Janki bore her bodily pain bravely, but when she came to Andheri and Saeed pointed to her baggage and said, ‘Please leave,’ her spirit broke. Narain told me, ‘Saeed’s cold words left her stunned for a moment. I’m sure she must have thought of throwing herself under a train and dying. Saadat, regardless of what you may say about Saeed, his conduct with women is atrocious, downright unmanly. The poor thing! She was running a high fever and she’d fallen from a moving train, all of that just to get to this donkey as soon as possible. But he couldn’t care less! He repeated “Please leave!” without even a wisp of emotion, so coldly, just like a line of newsprint spilling out of a linotype machine. It hurt me a lot. I got up and left. When I returned in the evening, Janki was nowhere; Saeed was sitting on the bed writing a poem with a glass of rum in front of him. I didn’t say a word to him and went to my room. The next day I found out at the studio that Janki was lying critically ill at the house of one of the girls who work as extras. I talked to the owner of the studio and had her admitted to a hospital. She’s been there since yesterday. Tell me what else I can do. She hates me, so I can’t visit her. You go and check on her condition.’

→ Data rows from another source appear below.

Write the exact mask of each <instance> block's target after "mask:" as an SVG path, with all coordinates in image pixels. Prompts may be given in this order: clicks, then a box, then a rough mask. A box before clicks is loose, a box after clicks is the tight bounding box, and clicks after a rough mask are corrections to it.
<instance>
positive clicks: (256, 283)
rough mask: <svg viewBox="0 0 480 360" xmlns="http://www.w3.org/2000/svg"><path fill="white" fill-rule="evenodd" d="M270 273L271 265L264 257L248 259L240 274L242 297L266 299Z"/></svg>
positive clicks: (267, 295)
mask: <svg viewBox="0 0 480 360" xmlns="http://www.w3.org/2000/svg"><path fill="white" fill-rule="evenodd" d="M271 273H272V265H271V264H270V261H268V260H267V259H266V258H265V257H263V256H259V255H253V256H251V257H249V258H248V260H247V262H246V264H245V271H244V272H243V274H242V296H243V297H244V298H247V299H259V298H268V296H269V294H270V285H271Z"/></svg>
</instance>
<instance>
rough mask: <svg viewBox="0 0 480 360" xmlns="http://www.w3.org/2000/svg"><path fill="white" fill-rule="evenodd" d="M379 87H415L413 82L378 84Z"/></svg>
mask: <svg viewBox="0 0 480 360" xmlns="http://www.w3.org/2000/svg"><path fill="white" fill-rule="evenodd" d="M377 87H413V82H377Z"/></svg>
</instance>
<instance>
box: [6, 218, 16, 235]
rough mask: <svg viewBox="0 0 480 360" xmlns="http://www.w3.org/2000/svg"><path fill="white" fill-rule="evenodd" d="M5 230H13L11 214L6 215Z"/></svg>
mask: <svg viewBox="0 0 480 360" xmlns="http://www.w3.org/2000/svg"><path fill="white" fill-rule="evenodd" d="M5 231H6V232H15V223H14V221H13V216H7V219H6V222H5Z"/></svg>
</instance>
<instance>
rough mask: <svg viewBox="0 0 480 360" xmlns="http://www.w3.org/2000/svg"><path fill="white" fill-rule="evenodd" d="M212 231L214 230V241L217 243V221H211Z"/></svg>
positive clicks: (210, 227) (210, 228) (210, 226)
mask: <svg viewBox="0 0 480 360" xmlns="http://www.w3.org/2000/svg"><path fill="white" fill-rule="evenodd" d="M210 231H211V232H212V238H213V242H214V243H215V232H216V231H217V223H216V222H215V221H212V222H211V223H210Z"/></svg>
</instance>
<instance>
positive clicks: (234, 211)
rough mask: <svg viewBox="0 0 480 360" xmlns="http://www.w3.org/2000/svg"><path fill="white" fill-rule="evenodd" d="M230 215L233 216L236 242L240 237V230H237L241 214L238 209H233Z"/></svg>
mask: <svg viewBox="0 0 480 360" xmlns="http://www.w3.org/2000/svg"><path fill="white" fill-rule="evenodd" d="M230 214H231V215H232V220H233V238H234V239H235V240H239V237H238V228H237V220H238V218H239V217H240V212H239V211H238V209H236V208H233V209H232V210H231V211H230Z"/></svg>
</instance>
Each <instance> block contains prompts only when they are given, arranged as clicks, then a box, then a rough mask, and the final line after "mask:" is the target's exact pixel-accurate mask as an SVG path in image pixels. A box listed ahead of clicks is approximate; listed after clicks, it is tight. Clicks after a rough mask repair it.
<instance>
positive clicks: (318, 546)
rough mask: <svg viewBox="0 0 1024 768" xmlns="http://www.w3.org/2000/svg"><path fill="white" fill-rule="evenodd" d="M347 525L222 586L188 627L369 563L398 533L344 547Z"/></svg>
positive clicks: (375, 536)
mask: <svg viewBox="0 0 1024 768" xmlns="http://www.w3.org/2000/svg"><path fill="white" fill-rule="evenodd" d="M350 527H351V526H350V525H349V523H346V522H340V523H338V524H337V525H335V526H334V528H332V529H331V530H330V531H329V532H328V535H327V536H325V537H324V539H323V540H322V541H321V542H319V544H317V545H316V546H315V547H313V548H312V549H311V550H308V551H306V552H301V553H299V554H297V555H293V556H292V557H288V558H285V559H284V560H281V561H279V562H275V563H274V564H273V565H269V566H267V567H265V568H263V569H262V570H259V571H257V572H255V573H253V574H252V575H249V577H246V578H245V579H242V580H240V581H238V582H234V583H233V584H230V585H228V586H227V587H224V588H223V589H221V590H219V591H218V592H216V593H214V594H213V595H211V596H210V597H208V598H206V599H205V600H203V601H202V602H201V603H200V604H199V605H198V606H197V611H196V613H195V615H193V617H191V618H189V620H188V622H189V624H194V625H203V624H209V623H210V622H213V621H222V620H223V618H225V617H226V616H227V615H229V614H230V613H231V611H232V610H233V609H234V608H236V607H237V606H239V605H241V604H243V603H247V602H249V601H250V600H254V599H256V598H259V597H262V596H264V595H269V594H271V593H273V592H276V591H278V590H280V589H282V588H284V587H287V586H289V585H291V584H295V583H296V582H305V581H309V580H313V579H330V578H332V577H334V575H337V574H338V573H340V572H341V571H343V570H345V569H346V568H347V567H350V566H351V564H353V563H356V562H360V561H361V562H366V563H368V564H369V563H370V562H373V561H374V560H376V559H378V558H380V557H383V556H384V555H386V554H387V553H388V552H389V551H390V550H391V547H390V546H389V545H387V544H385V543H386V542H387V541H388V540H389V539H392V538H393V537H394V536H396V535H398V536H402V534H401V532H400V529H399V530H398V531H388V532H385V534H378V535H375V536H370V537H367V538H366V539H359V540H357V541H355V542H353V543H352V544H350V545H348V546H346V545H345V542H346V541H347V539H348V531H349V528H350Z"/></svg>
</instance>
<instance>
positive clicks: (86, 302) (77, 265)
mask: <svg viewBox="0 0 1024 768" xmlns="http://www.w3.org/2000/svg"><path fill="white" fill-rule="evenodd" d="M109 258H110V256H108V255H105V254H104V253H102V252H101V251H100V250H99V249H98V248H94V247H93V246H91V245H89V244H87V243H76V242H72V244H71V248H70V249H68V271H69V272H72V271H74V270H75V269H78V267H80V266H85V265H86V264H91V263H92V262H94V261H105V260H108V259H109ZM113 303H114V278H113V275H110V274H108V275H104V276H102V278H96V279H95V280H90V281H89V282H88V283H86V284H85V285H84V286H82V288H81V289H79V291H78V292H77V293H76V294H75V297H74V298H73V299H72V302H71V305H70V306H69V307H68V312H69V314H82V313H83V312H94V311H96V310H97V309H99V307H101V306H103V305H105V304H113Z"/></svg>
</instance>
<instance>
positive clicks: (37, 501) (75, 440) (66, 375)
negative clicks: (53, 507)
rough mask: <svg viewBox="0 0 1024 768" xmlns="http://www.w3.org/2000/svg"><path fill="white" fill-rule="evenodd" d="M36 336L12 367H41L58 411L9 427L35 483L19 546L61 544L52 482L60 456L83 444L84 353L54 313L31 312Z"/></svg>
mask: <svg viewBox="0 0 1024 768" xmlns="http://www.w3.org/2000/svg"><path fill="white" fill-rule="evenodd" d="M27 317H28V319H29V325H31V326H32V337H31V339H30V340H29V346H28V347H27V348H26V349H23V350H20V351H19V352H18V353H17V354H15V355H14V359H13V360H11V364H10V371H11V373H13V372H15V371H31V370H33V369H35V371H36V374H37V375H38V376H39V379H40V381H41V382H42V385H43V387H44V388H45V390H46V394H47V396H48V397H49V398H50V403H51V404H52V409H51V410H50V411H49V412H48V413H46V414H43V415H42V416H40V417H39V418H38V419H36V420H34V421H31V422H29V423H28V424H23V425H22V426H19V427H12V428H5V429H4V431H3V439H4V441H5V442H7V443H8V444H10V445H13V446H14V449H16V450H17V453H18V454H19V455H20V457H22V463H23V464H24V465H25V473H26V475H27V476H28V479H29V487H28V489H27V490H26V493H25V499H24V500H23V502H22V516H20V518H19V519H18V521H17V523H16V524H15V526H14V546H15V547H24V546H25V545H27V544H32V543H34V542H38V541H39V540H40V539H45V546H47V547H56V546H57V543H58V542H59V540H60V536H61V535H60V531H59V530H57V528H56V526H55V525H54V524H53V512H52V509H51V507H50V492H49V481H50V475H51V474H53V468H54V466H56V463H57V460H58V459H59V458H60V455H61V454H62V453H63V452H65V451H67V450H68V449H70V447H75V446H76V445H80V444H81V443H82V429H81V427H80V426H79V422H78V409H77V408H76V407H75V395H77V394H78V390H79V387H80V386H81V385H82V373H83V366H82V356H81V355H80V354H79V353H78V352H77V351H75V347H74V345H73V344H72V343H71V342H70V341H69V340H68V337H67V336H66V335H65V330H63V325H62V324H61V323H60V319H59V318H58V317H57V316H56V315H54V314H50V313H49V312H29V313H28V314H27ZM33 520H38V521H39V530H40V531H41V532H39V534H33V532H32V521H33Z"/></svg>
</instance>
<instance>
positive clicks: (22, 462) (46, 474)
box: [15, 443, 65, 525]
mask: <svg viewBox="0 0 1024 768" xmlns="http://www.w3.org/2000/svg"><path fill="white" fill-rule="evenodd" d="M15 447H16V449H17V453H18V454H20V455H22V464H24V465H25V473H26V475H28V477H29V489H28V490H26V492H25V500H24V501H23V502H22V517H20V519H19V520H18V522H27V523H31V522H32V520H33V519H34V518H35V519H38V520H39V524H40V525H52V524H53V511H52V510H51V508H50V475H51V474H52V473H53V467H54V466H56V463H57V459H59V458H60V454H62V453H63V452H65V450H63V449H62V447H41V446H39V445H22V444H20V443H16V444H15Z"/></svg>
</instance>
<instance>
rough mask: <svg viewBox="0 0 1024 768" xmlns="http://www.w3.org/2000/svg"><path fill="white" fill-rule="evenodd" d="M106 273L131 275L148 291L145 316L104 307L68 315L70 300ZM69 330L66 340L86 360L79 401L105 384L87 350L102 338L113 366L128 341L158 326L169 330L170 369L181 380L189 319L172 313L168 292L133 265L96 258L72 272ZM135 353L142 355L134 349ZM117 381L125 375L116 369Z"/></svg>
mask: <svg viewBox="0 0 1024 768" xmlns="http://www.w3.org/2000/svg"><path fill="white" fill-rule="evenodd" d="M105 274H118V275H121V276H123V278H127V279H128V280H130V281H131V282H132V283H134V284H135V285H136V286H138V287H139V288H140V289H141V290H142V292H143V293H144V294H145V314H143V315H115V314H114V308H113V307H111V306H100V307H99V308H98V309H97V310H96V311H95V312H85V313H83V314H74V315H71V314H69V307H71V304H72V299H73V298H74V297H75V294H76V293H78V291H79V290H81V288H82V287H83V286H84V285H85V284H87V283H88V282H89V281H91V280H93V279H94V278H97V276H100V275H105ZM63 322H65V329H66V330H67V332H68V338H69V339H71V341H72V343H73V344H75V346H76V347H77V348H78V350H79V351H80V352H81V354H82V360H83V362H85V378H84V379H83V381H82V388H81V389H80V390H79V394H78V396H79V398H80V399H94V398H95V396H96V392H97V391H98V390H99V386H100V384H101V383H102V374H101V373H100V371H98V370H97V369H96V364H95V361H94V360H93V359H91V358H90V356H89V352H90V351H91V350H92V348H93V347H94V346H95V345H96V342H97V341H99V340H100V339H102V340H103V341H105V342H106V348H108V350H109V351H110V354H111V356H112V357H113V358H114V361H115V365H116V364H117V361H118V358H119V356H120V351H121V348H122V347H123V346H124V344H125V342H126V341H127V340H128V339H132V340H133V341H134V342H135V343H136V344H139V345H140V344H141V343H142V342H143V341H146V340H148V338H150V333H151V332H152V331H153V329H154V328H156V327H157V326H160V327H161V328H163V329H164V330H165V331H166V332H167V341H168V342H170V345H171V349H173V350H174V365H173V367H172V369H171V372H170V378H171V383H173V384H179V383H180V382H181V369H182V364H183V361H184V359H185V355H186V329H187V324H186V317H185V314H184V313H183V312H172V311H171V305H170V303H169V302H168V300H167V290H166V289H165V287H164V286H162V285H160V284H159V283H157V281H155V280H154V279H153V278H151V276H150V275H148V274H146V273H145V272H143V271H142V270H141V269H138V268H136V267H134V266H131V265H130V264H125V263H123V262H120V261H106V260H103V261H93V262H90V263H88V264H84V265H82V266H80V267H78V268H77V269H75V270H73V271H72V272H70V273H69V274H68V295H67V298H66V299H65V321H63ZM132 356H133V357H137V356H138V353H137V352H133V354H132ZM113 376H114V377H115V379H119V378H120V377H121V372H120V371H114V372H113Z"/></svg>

I went to the hospital. The first thing she asked was how Aziz and Saeed were doing. I must say, I was deeply touched by her concern for the two even after how shabbily they had treated her.
Her condition was critical. The doctors told me that she had inflammation in both lungs and her life was in danger. What floored me, though, was that Janki was weathering her condition with fortitude.
When I returned to the studio and looked for Narain, I was told that he had been gone since morning. In the evening, when he came back, he showed me three small vials, their mouths tightly sealed with rubber caps, and asked, ‘Know what these are?’
‘No. They look like some kind of shots.’
He smiled. ‘Yes, shots. Penicillin shots.’
I was astounded. Penicillin, in those days, was being produced in very small quantities in America and England, and all of it was earmarked strictly for military hospitals. ‘Penicillin is a rare commodity. How did you get hold of it?’ I asked.
He smiled and said, ‘When I was a boy I was quite the expert at breaking into our family safe to steal money. Well, I did that again today. I sneaked into the military hospital and swiped these three vials from the refrigerator. Let’s move Janki to a hotel. Come on, hurry up.’
I took a taxi to the hospital and brought her to the hotel where Narain had already booked two rooms.
In an exceedingly feeble voice, she asked over and over again why I had brought her here, and every time I replied that she would know soon. When she did learn, that is, when Narain entered the room with a syringe in hand, she turned her face away in dismay and said to me, ‘Saadat Sahib, tell him to go away.’
Narain smiled. ‘Darling, spit out your anger. Your life is at stake.’
Janki became furious. In spite of her weak condition, she sat up in the bed and said, ‘Saadat Sahib, either you throw this bastard out or I’m leaving.’
Narain pressed her back on the bed and said smiling, ‘This bastard won’t budge without giving you the shot. I’m warning you, don’t even try to resist.’
He gave the syringe to me, grabbed her arm with one hand, rubbed her upper arm with a cotton ball doused in alcohol, handed the cotton to me, took the syringe and plunged the needle into the muscle. She screamed, but the penicillin had entered her body.